Zu Beginn ihrer Amtszeit hat NRW-Schulministerin Yvonne Gebauer in einer Kleinen Regierungserklärung und im Amtsblatt des Ministeriums für Schule und Bildung drei zentrale Versprechen gegeben. Jetzt – ein Jahr danach – ist es Zeit für ein herzliches Dankeschön. Die Landesregierung gibt schließlich alles, damit Beschäftigte an Grundschulen am liebsten bis zum Umfallen arbeiten.

 „Wir wollen die besoldungsrechtlichen Konsequenzen aus der Reform der Lehrerausbildung aus dem Jahr 2009 ziehen.“ *

Ein Traum! Und das soll diese Ankündigung offensichtlich auch bleiben. Im Haushaltsentwurf für 2019 sind jedenfalls noch keine Finanzmittel eingeplant, um die Bezahlung der Lehrkräfte auf A 13 Z beziehungsweise EG 13 anzuheben. Aber das macht ja nichts, die Besoldungsreform ist schließlich schon länger überfällig: Schon 2016 hat der Rechtsexperte Prof. Dr. Ralf Brinktrine von der Universität Würzburg die schulformabhängige Besoldungseinstufung von Lehrkräften als verfassungswidrig bewertet. Und die Schulministerin hat eine Reform immerhin schon wiederholt versprochen. Das muss erst einmal reichen. Klar ist: Eine Höhergruppierung gibt es 2019 für niemanden. Wer braucht schon mehr Geld, wenn die Arbeitsbedingungen paradiesisch sind? Die GEW NRW sagt ganz herzlich danke!

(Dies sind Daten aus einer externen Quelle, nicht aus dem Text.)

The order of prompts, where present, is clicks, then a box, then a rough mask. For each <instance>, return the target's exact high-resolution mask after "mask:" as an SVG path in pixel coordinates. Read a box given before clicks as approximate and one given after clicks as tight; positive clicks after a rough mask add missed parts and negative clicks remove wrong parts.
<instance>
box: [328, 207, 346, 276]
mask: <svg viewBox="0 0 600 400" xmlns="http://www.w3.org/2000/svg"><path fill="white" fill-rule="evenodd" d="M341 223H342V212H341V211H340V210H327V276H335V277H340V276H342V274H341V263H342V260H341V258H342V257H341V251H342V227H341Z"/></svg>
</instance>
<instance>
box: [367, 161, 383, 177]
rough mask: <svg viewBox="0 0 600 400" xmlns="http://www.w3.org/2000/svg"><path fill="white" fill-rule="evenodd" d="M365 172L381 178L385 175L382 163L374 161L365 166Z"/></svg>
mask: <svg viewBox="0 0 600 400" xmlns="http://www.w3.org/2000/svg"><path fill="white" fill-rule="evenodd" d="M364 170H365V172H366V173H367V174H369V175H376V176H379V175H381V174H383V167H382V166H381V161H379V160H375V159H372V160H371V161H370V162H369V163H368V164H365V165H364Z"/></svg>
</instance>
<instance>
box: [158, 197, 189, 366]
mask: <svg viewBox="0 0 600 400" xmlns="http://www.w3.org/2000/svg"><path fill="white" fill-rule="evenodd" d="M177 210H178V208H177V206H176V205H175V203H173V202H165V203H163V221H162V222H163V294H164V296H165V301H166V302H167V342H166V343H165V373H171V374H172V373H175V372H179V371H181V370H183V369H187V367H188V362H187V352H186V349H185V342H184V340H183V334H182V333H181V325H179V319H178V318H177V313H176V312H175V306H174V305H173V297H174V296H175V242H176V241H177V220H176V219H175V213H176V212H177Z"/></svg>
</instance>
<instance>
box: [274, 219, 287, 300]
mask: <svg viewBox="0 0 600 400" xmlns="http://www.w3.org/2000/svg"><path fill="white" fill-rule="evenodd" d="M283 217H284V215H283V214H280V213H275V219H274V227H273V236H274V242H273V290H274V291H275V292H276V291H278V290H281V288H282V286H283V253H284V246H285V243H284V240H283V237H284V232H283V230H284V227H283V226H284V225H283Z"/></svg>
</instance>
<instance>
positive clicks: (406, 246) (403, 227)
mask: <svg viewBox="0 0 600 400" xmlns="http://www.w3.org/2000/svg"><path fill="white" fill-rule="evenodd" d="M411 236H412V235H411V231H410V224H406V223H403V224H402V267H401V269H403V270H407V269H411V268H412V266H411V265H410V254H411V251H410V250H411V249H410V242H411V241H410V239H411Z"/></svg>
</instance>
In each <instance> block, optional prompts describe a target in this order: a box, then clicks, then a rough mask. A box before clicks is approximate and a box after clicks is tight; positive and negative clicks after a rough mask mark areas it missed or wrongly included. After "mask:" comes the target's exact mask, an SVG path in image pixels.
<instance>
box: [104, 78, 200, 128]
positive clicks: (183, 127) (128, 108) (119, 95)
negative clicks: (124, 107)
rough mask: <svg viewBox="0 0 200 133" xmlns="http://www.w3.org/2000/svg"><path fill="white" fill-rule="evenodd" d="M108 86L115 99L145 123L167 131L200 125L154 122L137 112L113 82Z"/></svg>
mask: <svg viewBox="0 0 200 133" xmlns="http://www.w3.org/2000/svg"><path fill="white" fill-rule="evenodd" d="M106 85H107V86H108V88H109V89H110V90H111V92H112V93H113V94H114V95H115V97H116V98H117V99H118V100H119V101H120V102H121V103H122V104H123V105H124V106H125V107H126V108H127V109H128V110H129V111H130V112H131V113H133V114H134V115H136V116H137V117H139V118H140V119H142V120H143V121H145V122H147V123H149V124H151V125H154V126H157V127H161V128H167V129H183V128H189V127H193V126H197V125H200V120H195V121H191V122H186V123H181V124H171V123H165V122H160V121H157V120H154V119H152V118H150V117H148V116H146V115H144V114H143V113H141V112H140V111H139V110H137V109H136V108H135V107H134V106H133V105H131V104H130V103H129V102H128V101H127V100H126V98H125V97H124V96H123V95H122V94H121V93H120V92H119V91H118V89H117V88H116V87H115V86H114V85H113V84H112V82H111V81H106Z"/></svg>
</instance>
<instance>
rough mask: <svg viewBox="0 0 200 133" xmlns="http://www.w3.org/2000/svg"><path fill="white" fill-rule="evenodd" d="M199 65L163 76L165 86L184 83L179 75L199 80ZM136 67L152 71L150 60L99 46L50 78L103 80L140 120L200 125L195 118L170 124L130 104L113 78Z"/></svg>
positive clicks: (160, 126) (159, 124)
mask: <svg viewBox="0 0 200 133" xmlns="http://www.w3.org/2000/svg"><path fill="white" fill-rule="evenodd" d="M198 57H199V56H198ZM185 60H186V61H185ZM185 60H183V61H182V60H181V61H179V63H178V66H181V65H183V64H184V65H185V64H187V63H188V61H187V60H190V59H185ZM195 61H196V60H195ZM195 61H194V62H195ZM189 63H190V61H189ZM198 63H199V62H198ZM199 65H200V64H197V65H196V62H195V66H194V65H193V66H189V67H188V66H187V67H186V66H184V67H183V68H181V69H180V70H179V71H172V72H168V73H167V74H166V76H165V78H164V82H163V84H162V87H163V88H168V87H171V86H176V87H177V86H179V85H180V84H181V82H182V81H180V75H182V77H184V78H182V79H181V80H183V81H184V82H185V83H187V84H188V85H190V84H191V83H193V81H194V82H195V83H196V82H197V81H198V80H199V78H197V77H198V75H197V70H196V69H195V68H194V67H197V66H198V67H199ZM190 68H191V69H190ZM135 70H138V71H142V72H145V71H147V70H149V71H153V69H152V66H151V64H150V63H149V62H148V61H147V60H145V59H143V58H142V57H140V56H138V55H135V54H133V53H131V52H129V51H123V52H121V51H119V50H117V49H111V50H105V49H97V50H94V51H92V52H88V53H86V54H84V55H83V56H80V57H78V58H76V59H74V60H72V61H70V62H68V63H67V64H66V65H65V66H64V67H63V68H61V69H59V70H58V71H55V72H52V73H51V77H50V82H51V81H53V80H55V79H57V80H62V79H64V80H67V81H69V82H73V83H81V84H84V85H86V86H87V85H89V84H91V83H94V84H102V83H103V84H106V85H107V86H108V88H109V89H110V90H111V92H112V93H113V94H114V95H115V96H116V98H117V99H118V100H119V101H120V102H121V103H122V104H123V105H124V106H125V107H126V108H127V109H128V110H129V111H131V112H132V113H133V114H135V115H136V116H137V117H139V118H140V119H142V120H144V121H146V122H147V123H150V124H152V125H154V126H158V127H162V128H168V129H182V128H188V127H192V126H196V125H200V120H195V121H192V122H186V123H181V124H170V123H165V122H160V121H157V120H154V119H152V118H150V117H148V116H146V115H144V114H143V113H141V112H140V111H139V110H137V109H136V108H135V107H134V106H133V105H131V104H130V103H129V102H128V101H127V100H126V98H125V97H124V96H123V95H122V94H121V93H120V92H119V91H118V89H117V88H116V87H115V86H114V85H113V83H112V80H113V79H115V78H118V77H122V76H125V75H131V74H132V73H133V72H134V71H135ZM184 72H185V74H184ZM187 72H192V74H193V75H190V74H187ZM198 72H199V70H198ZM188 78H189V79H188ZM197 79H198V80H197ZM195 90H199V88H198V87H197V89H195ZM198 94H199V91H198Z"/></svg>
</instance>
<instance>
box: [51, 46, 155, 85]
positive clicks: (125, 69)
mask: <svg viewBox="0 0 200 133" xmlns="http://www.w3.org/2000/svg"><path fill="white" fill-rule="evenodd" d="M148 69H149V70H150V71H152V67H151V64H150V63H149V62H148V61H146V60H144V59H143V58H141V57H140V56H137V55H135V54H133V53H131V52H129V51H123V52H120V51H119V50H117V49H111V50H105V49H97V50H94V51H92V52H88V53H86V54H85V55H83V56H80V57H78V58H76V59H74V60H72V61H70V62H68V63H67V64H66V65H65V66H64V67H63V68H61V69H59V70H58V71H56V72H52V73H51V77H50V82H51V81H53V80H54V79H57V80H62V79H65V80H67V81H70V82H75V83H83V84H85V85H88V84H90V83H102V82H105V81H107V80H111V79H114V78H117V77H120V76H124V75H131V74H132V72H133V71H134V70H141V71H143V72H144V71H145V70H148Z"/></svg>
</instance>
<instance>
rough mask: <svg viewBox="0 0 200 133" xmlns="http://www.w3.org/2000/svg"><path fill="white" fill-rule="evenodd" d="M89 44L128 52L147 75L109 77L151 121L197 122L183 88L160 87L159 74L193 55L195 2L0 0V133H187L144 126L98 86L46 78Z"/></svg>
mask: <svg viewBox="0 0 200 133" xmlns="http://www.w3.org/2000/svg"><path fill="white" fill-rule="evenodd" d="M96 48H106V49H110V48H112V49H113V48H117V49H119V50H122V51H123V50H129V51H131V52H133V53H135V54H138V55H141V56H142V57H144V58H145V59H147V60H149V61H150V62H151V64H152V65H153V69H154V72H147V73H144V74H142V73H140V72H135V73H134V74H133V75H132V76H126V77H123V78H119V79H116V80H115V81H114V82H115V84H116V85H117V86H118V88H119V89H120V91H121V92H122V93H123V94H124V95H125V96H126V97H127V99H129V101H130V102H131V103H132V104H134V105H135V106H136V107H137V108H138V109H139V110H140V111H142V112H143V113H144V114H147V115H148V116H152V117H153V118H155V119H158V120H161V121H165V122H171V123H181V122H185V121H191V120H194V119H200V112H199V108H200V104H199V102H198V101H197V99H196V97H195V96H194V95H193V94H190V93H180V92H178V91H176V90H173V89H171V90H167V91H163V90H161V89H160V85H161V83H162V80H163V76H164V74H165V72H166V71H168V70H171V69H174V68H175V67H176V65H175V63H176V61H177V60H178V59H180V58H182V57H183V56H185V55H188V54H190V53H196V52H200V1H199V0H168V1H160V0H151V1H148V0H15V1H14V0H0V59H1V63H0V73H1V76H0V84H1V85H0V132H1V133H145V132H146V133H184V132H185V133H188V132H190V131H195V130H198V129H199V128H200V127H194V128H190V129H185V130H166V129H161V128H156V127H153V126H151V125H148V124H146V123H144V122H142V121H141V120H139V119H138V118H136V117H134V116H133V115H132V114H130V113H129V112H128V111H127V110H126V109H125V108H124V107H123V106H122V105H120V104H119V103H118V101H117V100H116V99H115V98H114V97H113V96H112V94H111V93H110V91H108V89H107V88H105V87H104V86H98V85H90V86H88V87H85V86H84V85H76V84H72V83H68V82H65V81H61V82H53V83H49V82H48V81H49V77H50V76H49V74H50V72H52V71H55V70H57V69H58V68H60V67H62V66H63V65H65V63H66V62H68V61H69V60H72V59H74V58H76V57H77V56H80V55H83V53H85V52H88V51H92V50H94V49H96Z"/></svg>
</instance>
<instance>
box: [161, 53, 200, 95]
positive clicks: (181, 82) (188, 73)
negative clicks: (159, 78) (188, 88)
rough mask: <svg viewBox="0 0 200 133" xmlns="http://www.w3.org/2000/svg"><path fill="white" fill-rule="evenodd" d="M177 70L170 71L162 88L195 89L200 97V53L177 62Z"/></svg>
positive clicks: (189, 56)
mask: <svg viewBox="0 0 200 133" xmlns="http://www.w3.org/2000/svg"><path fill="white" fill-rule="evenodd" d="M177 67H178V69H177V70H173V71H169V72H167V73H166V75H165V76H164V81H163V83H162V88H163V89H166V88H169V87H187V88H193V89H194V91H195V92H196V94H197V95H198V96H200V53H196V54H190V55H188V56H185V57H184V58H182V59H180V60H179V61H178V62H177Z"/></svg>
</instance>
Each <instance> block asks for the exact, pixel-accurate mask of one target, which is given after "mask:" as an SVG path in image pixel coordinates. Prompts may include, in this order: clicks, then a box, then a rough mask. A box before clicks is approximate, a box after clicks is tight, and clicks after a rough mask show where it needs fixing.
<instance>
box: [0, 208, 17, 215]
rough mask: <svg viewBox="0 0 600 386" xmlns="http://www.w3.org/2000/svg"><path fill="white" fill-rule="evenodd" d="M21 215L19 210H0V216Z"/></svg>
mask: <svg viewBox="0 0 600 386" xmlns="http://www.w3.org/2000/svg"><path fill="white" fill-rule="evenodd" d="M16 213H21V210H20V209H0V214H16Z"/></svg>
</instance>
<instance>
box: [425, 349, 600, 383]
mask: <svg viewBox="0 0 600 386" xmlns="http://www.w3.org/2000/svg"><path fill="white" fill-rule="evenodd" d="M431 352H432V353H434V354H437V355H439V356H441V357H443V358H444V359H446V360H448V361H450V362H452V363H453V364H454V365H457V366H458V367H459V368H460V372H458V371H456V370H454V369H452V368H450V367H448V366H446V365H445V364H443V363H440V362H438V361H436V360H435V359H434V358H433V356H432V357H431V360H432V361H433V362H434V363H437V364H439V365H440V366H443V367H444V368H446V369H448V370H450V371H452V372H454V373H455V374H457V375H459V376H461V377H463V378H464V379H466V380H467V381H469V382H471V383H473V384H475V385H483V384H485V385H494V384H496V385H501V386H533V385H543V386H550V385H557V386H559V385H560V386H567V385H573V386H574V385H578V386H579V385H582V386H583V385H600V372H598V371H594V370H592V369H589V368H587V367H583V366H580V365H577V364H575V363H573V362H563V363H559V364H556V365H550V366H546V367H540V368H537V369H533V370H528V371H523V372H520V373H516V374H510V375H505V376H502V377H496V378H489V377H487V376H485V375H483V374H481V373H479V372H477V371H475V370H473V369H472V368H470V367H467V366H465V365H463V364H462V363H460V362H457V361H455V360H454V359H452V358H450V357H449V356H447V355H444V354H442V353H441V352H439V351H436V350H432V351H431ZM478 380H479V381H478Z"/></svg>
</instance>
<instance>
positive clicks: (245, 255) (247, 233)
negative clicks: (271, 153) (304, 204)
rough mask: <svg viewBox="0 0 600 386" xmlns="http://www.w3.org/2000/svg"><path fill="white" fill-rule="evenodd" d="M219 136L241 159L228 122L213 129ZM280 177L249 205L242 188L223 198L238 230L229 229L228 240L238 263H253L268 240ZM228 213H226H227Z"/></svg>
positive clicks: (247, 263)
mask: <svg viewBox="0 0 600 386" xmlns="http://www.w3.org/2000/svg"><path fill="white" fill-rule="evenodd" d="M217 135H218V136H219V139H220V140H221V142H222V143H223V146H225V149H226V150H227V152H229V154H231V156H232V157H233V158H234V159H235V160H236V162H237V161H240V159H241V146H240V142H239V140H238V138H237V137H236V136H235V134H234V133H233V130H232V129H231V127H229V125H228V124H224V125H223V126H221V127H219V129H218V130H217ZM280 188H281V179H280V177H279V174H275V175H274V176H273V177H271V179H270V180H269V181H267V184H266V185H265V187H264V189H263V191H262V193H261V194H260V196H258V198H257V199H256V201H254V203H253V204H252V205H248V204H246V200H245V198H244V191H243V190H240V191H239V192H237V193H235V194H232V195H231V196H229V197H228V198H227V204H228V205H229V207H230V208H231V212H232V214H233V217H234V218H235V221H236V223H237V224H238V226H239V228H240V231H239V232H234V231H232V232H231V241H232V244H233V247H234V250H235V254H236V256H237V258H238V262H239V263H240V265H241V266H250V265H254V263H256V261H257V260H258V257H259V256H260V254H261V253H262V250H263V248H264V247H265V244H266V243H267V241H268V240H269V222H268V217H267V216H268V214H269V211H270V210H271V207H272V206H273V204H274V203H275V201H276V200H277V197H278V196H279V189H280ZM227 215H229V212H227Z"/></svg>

„Die Landesregierung hat sich vorgenommen, die Grundschulen bei ihrer wichtigen Arbeit besser zu unterstützen. Deshalb wird ein umfassender Masterplan Grundschule mit dem Ziel erarbeitet, die Lehrerinnen und Lehrer zu entlasten.“ **

Entlastung? Wozu? Grundschullehrkräfte haben zwar mit 28 Unterrichtsstunden eine sehr hohe Unterrichtsverpflichtung, aber für Kooperation, Lehrerrat, als Ansprechpartner*innen für Gleichstellungsfragen und zum Ausgleich zahlreicher außerunterrichtlicher Aufgaben bleiben immerhin ganze zwei Entlastungsstunden pro Kollegium. Genug Zeit also, um neue Aufgaben zu meistern, die der gravierende Lehrkräftemangel mit sich bringt. Wer sonst sollte sich um die mehr als tausend befristet beschäftigten Kolleg*innen an Grundschulen kümmern, die keine Lehramtsausbildung haben und keinerlei Fortbildung erhalten?
Lehrkräfte an Grundschulen haben schließlich viel Übung darin, mehr zusätzliche Arbeit als an jeder anderen Schulform zu leisten. Da kommt der politische Vorschlag einer „freiwilligen“ Pflichtstundenerhöhung gerade recht. Und – Hand aufs Herz – wer würde sich nicht darum reißen, als sogenanntes Bestandspersonal den Lehrkräftemangel ausgleichen zu dürfen, nachdem lange versäumt wurde, mehr Studienplätze zu schaffen? Nicht zu vergessen: Danke für die Einschränkung von Teilzeitmöglichkeiten. Das werden besonders junge Kolleg*innen bei der Berufswahl zu schätzen wissen.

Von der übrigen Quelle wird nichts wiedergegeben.